Scope 2 carbon (AKA indirect emissions): includes emissions from landlord electricity consumption but excludes occupier electricity usage.
Scope 3 carbon (AKA other indirect emissions): includes items such as emissions from occupier electricity consumption, embodied carbon, business air travel, water and waste.
Streamlined energy and carbon reporting (SECR)
The SECR regulations were introduced in April 2019 and require companies incorporated in the UK to undertake enhanced disclosures of their energy and carbon emissions in their financial reporting. Companies are required to comply with SECR if they have two of the three qualifying conditions; at least 250 employees, an annual turnover greater than £36m and an annual balance sheet total over £18m.
Task Force on Climate-related Financial Disclosures (TCFD)

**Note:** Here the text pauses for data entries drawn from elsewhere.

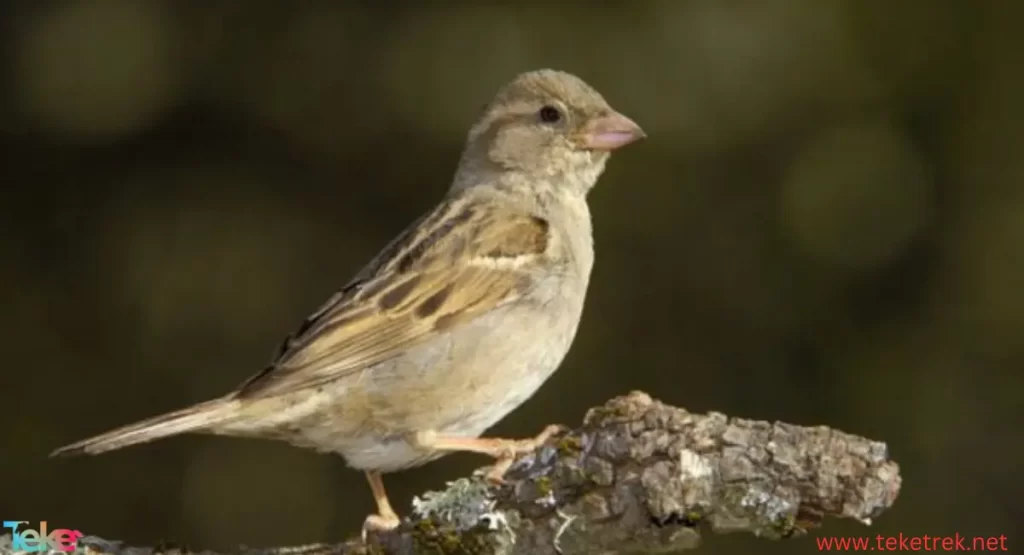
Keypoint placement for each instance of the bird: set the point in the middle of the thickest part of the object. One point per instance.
(456, 323)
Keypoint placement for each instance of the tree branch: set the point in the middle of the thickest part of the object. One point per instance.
(639, 476)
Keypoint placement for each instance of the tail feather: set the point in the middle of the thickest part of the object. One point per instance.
(196, 418)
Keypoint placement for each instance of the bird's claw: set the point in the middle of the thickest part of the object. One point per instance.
(516, 447)
(378, 523)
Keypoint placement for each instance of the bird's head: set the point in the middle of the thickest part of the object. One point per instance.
(550, 126)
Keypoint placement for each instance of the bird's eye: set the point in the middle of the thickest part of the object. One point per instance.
(550, 114)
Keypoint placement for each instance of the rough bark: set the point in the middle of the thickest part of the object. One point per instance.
(637, 476)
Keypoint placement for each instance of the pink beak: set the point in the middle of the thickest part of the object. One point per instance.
(610, 132)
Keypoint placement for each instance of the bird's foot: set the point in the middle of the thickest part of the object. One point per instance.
(379, 523)
(509, 450)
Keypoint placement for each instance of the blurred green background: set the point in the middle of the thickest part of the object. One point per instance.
(825, 226)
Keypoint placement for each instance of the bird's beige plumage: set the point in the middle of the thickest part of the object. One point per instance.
(457, 322)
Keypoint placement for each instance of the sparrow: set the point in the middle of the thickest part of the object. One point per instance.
(456, 323)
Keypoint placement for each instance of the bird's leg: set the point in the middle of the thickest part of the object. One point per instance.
(385, 519)
(504, 451)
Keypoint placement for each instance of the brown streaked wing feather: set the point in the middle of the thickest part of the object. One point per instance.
(455, 264)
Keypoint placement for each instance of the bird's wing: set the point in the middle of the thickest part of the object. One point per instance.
(451, 266)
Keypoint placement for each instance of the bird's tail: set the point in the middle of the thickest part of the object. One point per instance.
(196, 418)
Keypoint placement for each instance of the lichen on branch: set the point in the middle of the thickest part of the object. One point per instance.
(640, 476)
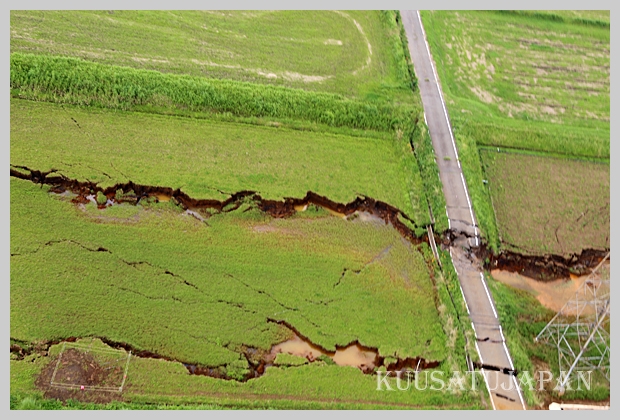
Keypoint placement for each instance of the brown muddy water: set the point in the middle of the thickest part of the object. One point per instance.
(551, 294)
(356, 355)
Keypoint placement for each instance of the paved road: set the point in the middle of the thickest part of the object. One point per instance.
(490, 338)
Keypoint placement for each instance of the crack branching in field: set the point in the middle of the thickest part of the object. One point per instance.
(545, 267)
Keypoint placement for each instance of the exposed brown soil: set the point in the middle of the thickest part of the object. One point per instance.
(79, 368)
(551, 294)
(545, 267)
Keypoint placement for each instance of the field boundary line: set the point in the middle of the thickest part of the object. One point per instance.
(445, 112)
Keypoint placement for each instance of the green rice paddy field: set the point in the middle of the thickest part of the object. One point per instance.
(536, 82)
(215, 103)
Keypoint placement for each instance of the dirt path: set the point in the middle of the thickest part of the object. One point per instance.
(491, 345)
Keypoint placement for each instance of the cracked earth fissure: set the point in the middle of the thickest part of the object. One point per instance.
(541, 267)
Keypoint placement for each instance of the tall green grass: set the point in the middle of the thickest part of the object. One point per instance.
(75, 81)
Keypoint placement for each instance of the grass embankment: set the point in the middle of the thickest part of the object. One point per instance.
(529, 81)
(204, 291)
(330, 51)
(75, 81)
(204, 157)
(537, 198)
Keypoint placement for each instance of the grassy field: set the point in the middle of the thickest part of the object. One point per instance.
(535, 81)
(349, 53)
(204, 292)
(205, 157)
(556, 205)
(159, 384)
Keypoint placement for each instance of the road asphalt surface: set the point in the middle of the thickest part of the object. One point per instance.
(490, 341)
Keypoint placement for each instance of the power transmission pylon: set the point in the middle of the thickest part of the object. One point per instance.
(580, 330)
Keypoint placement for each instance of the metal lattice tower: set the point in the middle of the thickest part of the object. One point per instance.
(580, 330)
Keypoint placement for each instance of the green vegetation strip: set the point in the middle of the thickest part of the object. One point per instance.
(243, 267)
(313, 50)
(75, 81)
(523, 317)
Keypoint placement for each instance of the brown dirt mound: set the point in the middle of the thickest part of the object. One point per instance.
(79, 368)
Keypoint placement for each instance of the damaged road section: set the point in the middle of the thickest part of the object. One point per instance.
(366, 359)
(545, 267)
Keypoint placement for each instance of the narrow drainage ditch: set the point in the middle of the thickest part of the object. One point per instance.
(540, 267)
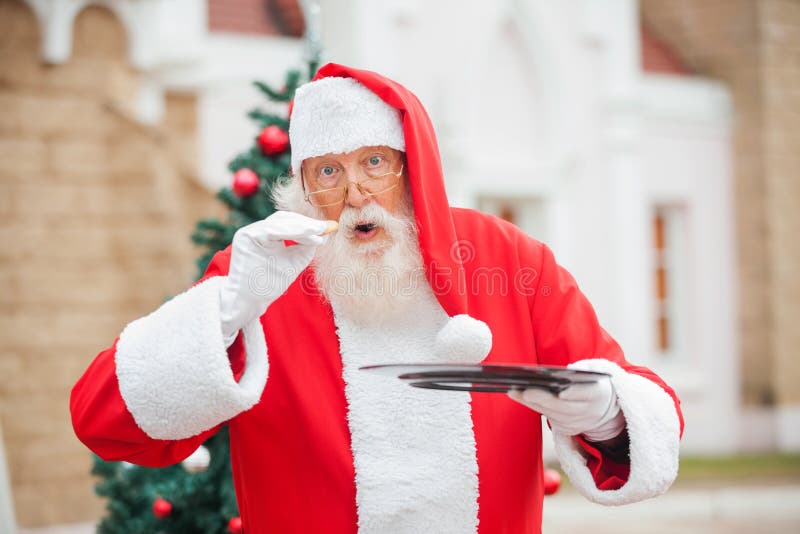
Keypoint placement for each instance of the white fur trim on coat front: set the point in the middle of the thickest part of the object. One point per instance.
(414, 450)
(173, 368)
(654, 432)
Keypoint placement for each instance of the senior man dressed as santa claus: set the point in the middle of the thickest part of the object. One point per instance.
(271, 340)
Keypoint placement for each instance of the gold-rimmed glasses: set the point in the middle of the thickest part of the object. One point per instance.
(368, 187)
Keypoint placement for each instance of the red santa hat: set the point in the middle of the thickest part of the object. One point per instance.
(339, 115)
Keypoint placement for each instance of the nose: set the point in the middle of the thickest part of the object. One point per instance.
(355, 197)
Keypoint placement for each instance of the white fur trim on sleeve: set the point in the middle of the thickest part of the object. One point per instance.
(173, 368)
(654, 432)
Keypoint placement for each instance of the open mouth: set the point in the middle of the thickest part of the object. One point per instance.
(365, 230)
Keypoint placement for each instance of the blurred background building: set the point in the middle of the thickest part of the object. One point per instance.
(654, 145)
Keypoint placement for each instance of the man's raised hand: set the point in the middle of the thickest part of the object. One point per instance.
(263, 267)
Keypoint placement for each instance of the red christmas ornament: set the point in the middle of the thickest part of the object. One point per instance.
(273, 140)
(552, 481)
(162, 508)
(245, 182)
(235, 525)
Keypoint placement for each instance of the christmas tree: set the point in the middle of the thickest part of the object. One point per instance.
(197, 495)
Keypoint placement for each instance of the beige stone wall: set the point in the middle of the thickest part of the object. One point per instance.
(754, 46)
(779, 50)
(95, 214)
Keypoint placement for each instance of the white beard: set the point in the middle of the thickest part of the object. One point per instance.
(367, 282)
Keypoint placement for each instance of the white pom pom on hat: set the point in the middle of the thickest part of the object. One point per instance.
(463, 339)
(338, 115)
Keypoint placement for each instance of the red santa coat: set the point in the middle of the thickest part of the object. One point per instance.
(316, 447)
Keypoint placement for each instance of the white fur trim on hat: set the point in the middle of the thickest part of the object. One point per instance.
(339, 115)
(463, 339)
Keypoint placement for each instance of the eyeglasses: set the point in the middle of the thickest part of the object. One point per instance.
(368, 187)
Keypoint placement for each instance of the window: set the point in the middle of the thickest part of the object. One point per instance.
(669, 279)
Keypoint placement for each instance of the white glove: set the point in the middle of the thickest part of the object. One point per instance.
(263, 267)
(588, 409)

Set up by the Financial Stability Board (FSB) in response to the G20 Finance Ministers and Central Bank Governors request for greater levels of decision-useful, climate-related information; the TCFD was asked to develop climate-related disclosures that could promote more informed investment, credit (or lending), and insurance underwriting decisions. In turn, this would enable stakeholders to understand better the concentrations of carbon-related assets in the financial sector and the financial system’s exposures to climate-related risks.